Potato chips and French fries are both held in high esteem by the American eating public – which is the majority of Americans. Nutritionists, however, decry their empty calories, their fat-saturated preparation and salt-laden surfaces. Why is that anything so obviously bad for us is so desirable, so delectable, so irresistible? For the same reason that foods known to be of high nutritional value are shunned like the plague? Healthy foods like broccoli, kale and kumquats are more likely to be tossed down the garbage disposal than someone’s gullet.
However, the very nadir of the desirable food ladder (the Ralph Nader of foods) is the fruitcake.
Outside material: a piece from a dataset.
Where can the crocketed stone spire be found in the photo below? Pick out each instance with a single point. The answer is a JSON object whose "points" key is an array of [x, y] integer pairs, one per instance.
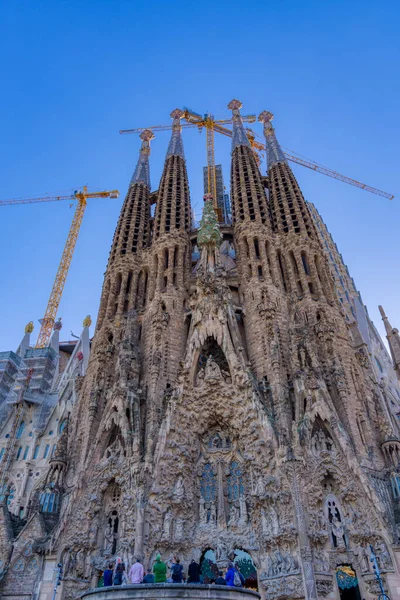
{"points": [[133, 226], [273, 150], [289, 212], [249, 202], [142, 171], [393, 338], [173, 201]]}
Even the name has taken on a derogatory hue. The statement “Octavius Beauregard Smith is a fruitcake” is not one calculated to bring delight to either Mr. Smith or his partisans. Especially if true.
This is quite illogical, as the fruitcake has a very strong association with the holidays, that most-anticipated season of peace and goodwill, a time when we bestow cards, greetings and gifts upon relatives, acquaintances and associates, as well as on people we like. Among the colorful, heavy, beribboned boxes beneath the tree is sure to be a fruitcake, the true symbol of the season.
Yet, the innocent fruitcake has become the butt of jokes (the Twinkie of holiday foods). There are fruitcakes alleged to have been in the family for generations, being cycled through the members anew each time the tree is put up. Fruitcakes have also been pressed into a wide variety of roles differing greatly from their customary one of comestible. For instance, used as a doorstop, a weapon of self-defense, building blocks for a biodegradable house, and most inglorious of all, ammunition for a trebuchet competition in Colorado.
Composed of the most innocent but nutritious elements, flour (even some exotic flours), butter, eggs, minor miscellaneous spices, raisins, nuts and great gobs of fruit*, and sometimes anointed with rum, fruitcakes are unquestionably not only nourishing for the body, but for the psyche as well. A visual treat whether whole, sliced and artistically arranged on a plate, or viewed at extremely close range on the way into your mouth.
*Footnote: In order for the fruitcake to achieve its legendary longevity, it is necessary that the fruit undergo some minor processing before incorporation into the delectable dessert. This processing amplifies the fruits’ natural color, adding just a touch of sweetness to their taste. This creates a loaf that is not only solid to the touch, but solidly satisfying, a visually appealing fusion of brilliant reds, yellows and greens in hues unknown in nature, vying for attention and top billing, “I like the cherries the best!”
Yet, for all of its undeniable eye-appeal, the incorporation of the fruitcake into the holiday season has come to be viewed with negativity. It was as if people actually did not like fruitcakes, that they did not hold back, biding their time, waiting to strike the moment the after-Christmas sales are posted at Wal-Mart, stocking up on a supply of fruitcakes sufficient to bridge the interminable famine season until next year.
Pity the poor, maligned fruitcake, nutritious, delicious harbinger of the twilight of the year.